Understanding Your Loved One's Personality Traits
As dementia strengthens its grip on Mom and the other retirement community residents, each resident’s core personality characteristics seem to be amplified. The nursing home staff has figured out how to work with each person in an effective way, sometimes because of and sometimes in spite of this dominant personality characteristic. These are good lessons that can help family caregivers determine how to work with loved ones.
For instance, one resident used to work in sales in a local store. When you stop to visit with her now, she almost always displays the charm and accommodating manner of someone who spent a large part of her life helping other people make decisions concerning what they will buy. “How are you, darling?” she’ll ask graciously when you stop to visit her. Most days she will be smiling and will want to be around people.
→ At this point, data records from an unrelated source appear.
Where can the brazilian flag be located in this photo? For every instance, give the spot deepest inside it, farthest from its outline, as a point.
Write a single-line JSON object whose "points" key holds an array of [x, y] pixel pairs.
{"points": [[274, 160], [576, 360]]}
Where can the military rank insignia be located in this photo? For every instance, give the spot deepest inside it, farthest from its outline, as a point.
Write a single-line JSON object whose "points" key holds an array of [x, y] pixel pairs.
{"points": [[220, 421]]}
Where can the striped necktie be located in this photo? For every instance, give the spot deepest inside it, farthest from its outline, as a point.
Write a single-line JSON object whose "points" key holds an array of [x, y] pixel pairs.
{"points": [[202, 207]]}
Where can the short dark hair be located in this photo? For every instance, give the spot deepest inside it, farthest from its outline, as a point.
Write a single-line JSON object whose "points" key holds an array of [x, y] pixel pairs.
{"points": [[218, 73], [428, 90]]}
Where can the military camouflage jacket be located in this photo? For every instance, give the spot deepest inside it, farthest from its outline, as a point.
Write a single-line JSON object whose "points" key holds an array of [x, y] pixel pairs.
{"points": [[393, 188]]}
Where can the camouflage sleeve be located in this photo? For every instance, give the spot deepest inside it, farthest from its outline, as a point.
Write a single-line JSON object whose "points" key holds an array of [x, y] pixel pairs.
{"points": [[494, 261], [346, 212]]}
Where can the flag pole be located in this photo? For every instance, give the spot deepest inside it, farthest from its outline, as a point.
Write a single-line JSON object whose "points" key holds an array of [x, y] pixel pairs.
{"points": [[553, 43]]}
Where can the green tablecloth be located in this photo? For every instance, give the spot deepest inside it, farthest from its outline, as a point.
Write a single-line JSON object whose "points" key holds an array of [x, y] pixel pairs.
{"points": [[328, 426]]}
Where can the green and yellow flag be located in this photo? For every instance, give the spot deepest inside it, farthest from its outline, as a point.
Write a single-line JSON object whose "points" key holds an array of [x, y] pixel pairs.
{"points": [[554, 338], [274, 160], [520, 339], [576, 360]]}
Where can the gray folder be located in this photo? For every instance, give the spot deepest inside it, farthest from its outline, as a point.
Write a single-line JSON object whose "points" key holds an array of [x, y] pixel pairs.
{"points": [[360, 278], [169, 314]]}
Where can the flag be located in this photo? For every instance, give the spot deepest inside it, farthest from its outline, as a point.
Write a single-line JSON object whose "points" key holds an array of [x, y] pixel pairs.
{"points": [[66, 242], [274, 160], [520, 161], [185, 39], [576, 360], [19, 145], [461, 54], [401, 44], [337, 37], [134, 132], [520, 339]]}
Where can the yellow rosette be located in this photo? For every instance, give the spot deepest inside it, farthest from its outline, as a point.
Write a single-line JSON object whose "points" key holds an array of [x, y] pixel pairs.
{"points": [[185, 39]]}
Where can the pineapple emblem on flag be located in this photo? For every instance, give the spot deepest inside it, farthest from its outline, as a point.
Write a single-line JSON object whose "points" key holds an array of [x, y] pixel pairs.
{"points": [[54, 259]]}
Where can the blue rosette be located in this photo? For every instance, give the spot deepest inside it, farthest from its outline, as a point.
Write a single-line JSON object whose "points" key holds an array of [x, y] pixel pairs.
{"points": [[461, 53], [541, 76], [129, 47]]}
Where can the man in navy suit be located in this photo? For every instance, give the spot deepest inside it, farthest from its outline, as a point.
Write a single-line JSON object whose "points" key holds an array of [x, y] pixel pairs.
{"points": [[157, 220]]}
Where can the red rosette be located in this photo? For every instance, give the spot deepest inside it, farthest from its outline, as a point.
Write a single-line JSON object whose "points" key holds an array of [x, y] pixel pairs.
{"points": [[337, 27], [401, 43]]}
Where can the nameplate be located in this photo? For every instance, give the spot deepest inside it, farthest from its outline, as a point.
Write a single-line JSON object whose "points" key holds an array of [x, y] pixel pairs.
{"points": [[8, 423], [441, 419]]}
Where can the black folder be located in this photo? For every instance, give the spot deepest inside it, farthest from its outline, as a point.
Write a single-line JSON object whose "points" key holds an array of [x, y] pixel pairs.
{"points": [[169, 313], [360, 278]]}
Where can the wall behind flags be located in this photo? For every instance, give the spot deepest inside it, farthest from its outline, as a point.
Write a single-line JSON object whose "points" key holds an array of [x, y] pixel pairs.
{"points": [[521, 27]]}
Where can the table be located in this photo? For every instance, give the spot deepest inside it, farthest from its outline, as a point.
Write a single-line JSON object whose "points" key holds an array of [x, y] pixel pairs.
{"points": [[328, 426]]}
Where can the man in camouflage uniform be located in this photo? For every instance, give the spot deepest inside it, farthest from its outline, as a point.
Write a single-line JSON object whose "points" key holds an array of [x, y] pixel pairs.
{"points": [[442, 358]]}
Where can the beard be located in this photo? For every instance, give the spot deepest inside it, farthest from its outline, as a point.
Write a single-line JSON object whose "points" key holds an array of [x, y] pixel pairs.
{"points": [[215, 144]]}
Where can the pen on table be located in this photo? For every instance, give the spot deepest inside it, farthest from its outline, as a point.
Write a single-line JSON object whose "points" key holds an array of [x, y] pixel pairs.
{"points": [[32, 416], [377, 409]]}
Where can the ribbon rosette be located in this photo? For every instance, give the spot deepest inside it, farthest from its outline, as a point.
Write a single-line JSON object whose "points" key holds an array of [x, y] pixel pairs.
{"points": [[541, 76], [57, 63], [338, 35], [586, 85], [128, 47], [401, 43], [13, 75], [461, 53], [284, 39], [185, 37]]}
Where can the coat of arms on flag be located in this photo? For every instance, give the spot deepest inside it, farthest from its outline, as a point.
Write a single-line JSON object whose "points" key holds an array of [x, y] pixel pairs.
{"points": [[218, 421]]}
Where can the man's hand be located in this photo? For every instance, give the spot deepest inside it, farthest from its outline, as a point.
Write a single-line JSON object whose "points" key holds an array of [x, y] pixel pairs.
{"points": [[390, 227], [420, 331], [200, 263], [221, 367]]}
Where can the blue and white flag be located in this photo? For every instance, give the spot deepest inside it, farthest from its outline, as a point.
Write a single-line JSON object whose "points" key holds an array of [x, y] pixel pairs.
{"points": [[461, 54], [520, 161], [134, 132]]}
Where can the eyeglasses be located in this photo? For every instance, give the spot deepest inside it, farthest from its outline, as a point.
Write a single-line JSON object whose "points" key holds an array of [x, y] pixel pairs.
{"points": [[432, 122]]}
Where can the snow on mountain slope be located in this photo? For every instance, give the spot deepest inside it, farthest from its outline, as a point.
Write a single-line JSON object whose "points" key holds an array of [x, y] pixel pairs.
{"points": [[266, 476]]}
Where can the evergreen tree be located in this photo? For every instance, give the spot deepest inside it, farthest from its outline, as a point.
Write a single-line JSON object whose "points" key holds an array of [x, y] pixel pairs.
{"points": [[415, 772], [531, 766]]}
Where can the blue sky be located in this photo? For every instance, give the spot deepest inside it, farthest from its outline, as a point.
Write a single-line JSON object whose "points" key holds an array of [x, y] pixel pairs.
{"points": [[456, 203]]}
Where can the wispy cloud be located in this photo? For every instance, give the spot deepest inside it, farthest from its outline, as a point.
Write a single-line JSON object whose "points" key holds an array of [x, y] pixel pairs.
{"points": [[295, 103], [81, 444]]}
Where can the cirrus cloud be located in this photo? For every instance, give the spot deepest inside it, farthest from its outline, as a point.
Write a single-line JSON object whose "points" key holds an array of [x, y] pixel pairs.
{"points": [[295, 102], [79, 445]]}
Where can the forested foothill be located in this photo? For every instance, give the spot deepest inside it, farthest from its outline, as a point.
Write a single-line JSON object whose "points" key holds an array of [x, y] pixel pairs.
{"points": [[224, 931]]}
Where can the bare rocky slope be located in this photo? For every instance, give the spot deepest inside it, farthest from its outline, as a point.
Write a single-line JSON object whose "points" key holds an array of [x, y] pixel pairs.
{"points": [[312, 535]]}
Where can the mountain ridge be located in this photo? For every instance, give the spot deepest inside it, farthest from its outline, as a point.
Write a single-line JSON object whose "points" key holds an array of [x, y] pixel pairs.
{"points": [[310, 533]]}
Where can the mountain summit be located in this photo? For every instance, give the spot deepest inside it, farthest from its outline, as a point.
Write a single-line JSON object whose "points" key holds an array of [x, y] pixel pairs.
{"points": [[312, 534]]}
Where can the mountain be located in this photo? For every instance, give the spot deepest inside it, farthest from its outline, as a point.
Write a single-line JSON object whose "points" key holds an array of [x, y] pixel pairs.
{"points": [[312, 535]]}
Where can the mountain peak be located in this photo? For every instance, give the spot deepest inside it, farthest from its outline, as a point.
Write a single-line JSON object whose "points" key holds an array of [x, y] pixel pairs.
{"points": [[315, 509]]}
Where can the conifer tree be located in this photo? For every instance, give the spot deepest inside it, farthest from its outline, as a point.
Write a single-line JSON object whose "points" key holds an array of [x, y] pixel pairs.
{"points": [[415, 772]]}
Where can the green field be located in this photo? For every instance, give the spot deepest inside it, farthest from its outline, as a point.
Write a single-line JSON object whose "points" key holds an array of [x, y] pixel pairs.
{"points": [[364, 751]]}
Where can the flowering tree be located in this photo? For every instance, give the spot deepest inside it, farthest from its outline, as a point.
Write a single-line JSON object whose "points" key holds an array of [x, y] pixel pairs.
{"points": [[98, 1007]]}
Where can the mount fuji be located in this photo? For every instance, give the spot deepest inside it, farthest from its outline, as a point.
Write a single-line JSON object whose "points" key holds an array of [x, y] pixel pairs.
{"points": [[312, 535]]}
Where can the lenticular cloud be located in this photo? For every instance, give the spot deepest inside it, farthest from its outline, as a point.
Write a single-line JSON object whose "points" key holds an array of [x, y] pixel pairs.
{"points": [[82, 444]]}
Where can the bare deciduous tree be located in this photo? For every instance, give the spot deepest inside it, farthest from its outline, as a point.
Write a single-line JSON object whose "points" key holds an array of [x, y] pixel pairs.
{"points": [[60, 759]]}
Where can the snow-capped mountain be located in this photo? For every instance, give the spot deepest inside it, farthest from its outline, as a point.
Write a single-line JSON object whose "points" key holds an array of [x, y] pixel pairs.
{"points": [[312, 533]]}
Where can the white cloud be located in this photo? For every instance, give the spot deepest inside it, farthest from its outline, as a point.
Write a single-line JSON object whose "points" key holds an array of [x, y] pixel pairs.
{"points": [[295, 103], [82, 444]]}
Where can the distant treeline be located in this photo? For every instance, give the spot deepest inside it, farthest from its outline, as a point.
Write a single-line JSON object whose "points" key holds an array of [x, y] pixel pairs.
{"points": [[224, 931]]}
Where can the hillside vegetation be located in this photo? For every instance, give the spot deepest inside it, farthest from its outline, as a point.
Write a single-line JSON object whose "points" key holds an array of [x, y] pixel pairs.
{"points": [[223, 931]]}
She almost always seems to be willing to do whatever the nursing staff asks of her.
My mother is the complete opposite. After visiting Mom last week, I stopped to talk to the activity director and the social worker. They asked what my mother did professionally. I told them that she started her professional life as a high school teacher. “That explains a lot,” they said, noting that Mom displayed the tendency to want control of a situation (much like a teacher wants control of the classroom). I responded that Mom also ran a small business for approximately 20 years. They started laughing; I quickly asked why. It turns out that Mom often sits outside their offices in her wheelchair and “supervises” their work. If they didn’t do their tasks to Mom’s liking, Mom will tell them that they’re fired.
I quickly apologized, but they just laughed and said it was part of their jobs. Both of these staff members realize that if they give Mom the impression that she is in control, they will have better luck getting her to do the necessary things for her own well-being.
And in my mind, that’s the ultimate goal when you are working with someone with Alzheimer’s Disease. You have to determine how to work with the loved one’s dominant personality trait (whether it’s a need for control like my Mom or a need for companionship like the other resident) in order to make sure that your loved one gets the care that he or she needs.